Most websites now depend on Google, Facebook, and Pinterest for traffic -- a post-link Internet:

By relying largely on one advertising mechanism to generate profits and relying on word of mouth and serendipitous discovery for new users to find them, MetaFilter set themselves up for trouble when the almighty Internet search-engine gods shifted their Olympian favors.

Haughey is currently searching for remedies. As John Herrman of The Awl notes, we are increasingly entering a post-link Internet where Google, Facebook, and Pinterest--rather than links within ordinary webpages--are responsible for disproportionate amounts of online traffic.

Alexia wrote a poignant, sobering followup to this:

This broke my heart. In 2008, two Internets ago, Metafilter was my favorite site. It was where I went to find out what the next Star Wars Kid would be, or to find precious baby animal videos to show my cool boyfriend or even more intellectual fare. And now it’s asendangered as the sneezing pandas I first discovered there.

National Internet treasures like Metafilter (or TechCrunch for that matter) should never die. There should be some Internet Preservation Society filled with individuals like Herrman or Marc Andreessen or Mark Zuckerberg orAndy Baio whose sole purpose is to keep them alive.

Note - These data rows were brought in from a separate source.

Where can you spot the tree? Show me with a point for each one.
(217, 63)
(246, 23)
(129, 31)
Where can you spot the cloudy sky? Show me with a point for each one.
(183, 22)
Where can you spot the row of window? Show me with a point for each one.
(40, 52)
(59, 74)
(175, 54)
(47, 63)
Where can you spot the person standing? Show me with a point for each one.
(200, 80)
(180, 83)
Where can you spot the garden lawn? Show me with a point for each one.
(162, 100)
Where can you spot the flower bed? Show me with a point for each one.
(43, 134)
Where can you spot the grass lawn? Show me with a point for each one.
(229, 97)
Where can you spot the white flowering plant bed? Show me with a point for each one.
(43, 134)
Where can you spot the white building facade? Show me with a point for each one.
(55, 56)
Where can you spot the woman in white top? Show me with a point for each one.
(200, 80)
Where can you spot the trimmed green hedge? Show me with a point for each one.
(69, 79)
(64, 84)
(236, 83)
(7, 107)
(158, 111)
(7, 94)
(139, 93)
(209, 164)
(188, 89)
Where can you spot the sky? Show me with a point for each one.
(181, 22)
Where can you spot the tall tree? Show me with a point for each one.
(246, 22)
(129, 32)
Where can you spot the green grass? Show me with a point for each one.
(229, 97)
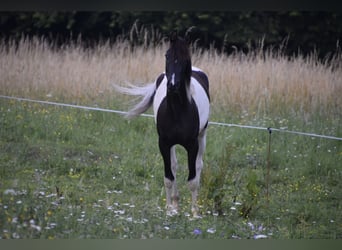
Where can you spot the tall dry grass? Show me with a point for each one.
(254, 83)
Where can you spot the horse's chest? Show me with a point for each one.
(177, 126)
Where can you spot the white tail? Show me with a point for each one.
(147, 92)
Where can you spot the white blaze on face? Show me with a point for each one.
(173, 79)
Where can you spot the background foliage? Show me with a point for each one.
(228, 31)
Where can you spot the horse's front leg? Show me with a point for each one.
(174, 166)
(169, 179)
(196, 164)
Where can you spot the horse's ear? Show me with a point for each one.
(173, 36)
(188, 32)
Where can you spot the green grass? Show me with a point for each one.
(69, 173)
(72, 173)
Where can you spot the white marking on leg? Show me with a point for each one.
(194, 184)
(174, 166)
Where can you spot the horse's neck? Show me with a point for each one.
(177, 103)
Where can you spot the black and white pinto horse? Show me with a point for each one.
(181, 105)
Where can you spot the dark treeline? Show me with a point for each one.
(293, 31)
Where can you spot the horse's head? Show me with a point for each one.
(178, 64)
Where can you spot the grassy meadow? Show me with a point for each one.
(72, 173)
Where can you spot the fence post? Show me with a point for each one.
(268, 163)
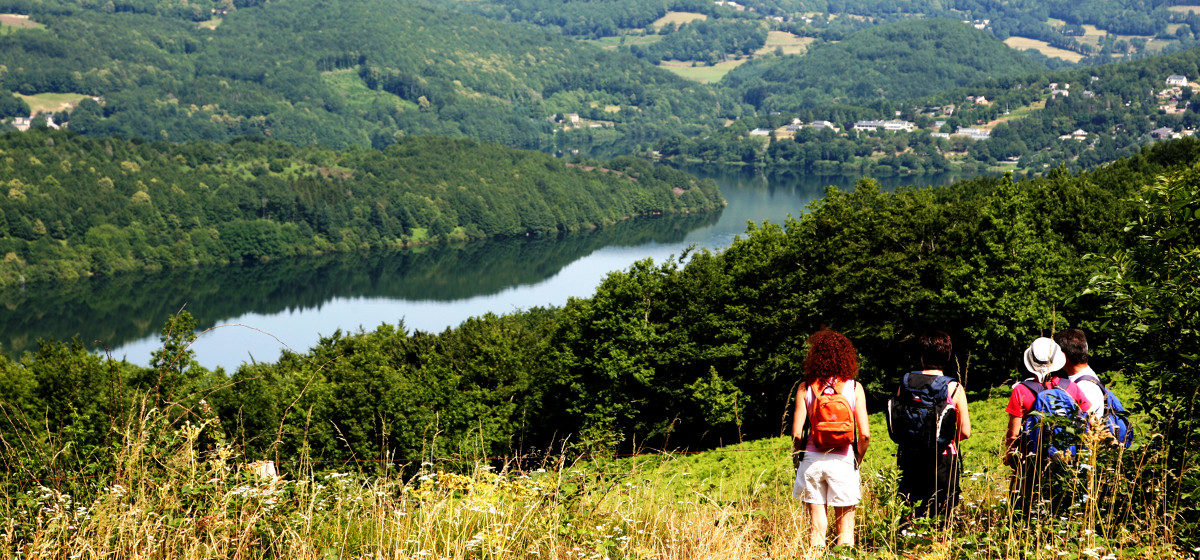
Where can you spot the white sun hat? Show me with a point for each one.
(1044, 356)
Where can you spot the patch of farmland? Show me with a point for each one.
(1021, 43)
(678, 18)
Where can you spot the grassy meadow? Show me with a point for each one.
(1043, 47)
(785, 41)
(177, 491)
(13, 22)
(701, 72)
(678, 18)
(51, 102)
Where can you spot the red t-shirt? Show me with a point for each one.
(1021, 399)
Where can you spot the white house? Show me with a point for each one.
(973, 133)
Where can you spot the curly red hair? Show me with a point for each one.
(831, 356)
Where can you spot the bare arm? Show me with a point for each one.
(961, 411)
(1014, 431)
(799, 417)
(861, 419)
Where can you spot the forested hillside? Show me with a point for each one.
(77, 206)
(688, 354)
(898, 61)
(355, 73)
(1074, 118)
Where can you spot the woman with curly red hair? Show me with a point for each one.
(831, 408)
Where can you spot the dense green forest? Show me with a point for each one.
(121, 308)
(1110, 109)
(898, 61)
(701, 350)
(355, 73)
(77, 206)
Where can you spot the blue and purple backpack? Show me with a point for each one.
(1116, 417)
(1054, 426)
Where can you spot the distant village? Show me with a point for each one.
(1173, 101)
(23, 124)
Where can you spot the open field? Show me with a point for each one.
(172, 494)
(18, 20)
(678, 18)
(624, 41)
(12, 23)
(705, 74)
(1092, 35)
(1015, 114)
(52, 102)
(358, 94)
(1043, 47)
(786, 41)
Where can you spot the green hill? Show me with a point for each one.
(78, 206)
(352, 73)
(897, 61)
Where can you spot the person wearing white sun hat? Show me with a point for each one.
(1041, 360)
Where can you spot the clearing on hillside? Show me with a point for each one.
(623, 41)
(1021, 43)
(52, 102)
(358, 94)
(678, 18)
(1092, 35)
(787, 42)
(1018, 113)
(705, 74)
(18, 20)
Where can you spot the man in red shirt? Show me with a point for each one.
(1041, 360)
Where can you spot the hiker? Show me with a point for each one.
(1074, 348)
(928, 419)
(1104, 409)
(1030, 464)
(831, 408)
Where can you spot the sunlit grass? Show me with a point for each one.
(700, 72)
(678, 18)
(52, 102)
(173, 493)
(1021, 43)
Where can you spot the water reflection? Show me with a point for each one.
(111, 312)
(291, 302)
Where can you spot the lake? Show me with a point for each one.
(251, 312)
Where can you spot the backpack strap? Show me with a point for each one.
(1033, 386)
(1091, 378)
(941, 384)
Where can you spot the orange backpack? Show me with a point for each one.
(832, 420)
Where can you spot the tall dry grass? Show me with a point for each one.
(175, 492)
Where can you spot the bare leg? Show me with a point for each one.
(845, 519)
(819, 525)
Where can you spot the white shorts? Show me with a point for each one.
(831, 481)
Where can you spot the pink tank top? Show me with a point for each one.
(846, 452)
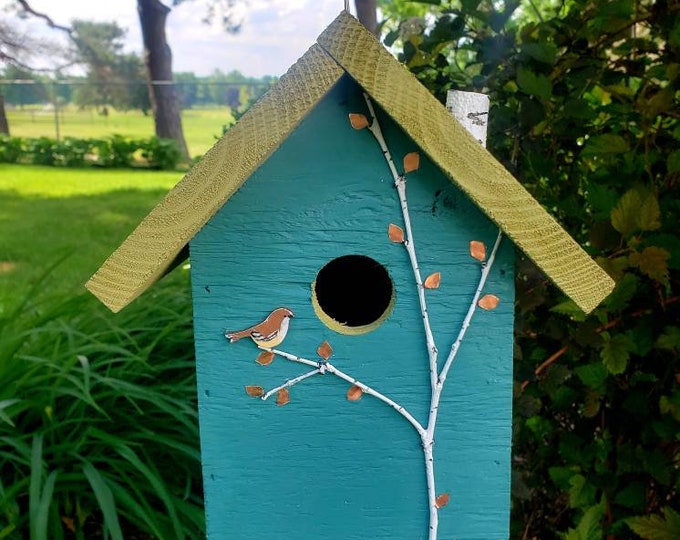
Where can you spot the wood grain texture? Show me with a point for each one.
(321, 466)
(467, 164)
(151, 248)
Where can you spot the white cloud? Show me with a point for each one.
(274, 33)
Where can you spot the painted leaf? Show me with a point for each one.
(442, 500)
(411, 162)
(488, 302)
(358, 121)
(265, 358)
(324, 350)
(255, 391)
(395, 233)
(432, 281)
(354, 393)
(478, 250)
(282, 397)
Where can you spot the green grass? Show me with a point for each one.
(98, 420)
(78, 215)
(200, 125)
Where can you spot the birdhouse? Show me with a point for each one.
(352, 275)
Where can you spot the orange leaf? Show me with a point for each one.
(324, 350)
(478, 250)
(432, 281)
(442, 500)
(255, 391)
(282, 397)
(358, 121)
(395, 233)
(265, 358)
(411, 162)
(488, 301)
(354, 393)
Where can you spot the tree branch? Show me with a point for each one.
(50, 22)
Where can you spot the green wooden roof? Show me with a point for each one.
(346, 47)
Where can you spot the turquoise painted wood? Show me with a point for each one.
(321, 466)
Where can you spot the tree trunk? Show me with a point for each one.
(4, 125)
(158, 61)
(366, 14)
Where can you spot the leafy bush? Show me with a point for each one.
(10, 149)
(161, 153)
(40, 151)
(71, 152)
(98, 422)
(113, 151)
(585, 113)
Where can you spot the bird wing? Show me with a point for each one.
(264, 337)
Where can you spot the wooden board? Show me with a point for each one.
(323, 467)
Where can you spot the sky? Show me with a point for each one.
(275, 33)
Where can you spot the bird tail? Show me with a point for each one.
(235, 336)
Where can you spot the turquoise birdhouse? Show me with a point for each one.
(352, 254)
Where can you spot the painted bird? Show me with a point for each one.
(269, 333)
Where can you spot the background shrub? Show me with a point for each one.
(585, 113)
(114, 151)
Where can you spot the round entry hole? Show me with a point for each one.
(353, 294)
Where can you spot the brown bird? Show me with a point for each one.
(269, 333)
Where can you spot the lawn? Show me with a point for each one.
(201, 125)
(79, 215)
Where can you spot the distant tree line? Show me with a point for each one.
(22, 87)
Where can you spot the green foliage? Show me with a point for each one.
(585, 114)
(112, 151)
(161, 154)
(99, 426)
(656, 527)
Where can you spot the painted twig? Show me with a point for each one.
(290, 382)
(323, 367)
(437, 378)
(409, 243)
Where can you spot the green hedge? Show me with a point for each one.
(113, 151)
(585, 113)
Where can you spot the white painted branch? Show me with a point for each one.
(371, 392)
(323, 367)
(486, 268)
(471, 109)
(292, 357)
(291, 382)
(409, 243)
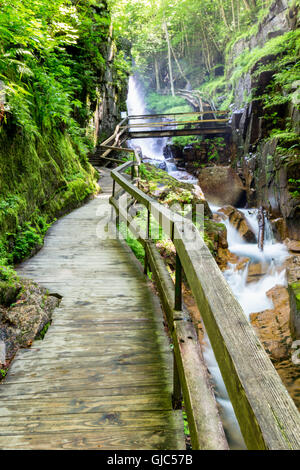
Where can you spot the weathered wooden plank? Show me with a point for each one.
(204, 421)
(109, 373)
(103, 371)
(86, 422)
(129, 439)
(179, 132)
(84, 404)
(267, 415)
(86, 390)
(205, 424)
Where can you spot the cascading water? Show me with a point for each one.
(252, 298)
(151, 148)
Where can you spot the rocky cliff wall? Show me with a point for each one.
(266, 116)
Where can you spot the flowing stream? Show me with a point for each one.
(151, 149)
(251, 295)
(252, 298)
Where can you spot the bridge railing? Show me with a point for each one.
(267, 415)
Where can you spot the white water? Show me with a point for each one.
(151, 148)
(252, 298)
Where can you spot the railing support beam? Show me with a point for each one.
(178, 284)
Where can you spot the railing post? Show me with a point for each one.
(148, 236)
(178, 284)
(194, 213)
(177, 393)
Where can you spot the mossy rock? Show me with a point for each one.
(294, 295)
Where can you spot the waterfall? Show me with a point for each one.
(252, 298)
(151, 149)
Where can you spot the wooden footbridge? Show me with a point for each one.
(104, 376)
(178, 124)
(205, 123)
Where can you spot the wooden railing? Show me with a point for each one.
(267, 415)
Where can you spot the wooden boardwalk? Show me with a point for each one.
(102, 376)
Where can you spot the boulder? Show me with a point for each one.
(292, 245)
(293, 278)
(272, 326)
(239, 221)
(222, 185)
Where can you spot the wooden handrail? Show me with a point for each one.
(173, 123)
(267, 415)
(199, 113)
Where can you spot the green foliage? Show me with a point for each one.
(132, 242)
(3, 373)
(295, 183)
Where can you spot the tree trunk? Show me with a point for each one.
(179, 67)
(157, 75)
(223, 13)
(169, 58)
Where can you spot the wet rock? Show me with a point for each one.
(23, 320)
(272, 326)
(222, 185)
(292, 265)
(256, 271)
(292, 245)
(238, 220)
(279, 228)
(294, 295)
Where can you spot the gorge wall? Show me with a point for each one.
(266, 128)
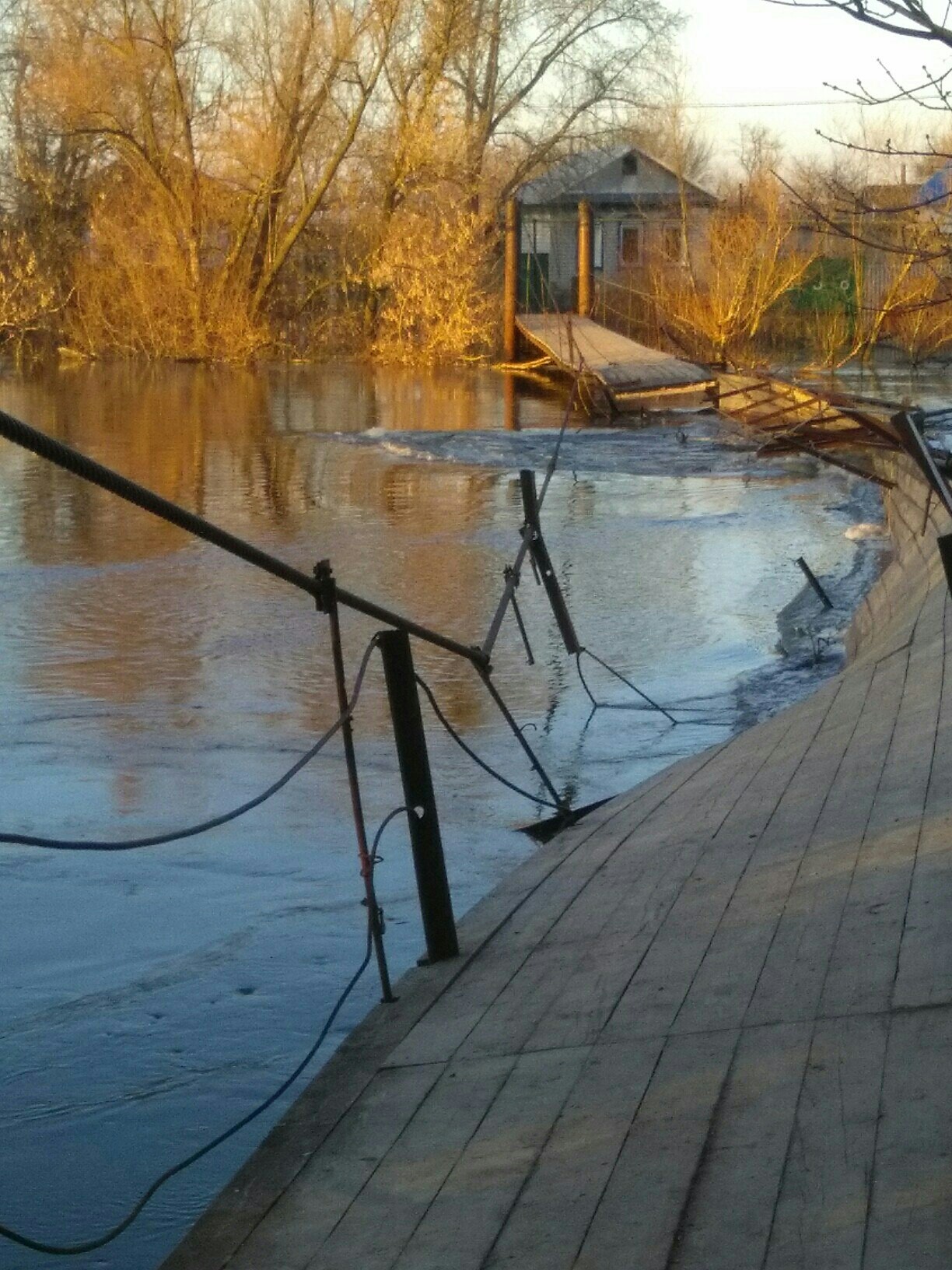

But there isn’t. Herrman makes a very good point; Useful places to find information, that aren’t some strange Pavlovian manipulation of the human desire to click or identify, just aren’t good business these days.

And Herrman should know, he’s worked in every new media outlet under the web, including the one that AP staffers are now so desperate to join that they make mistakes like this.

The fourth Internet is scary like Darwinism, brutal enough to remind me of high school. It’s a game of identity where you either make people feel like members of some exclusive club, like The Information does with a pricy subscription model or all niche tech sites do with their relatively high CPM, or you straight up play up to reader narcissism like Buzzfeed does, slicing and dicing user identity until you end up with “21 Problems Only People With Baby Faces Will Understand.”

The threat is real. 

The idea of an Internet Preservation Society is very compelling to me.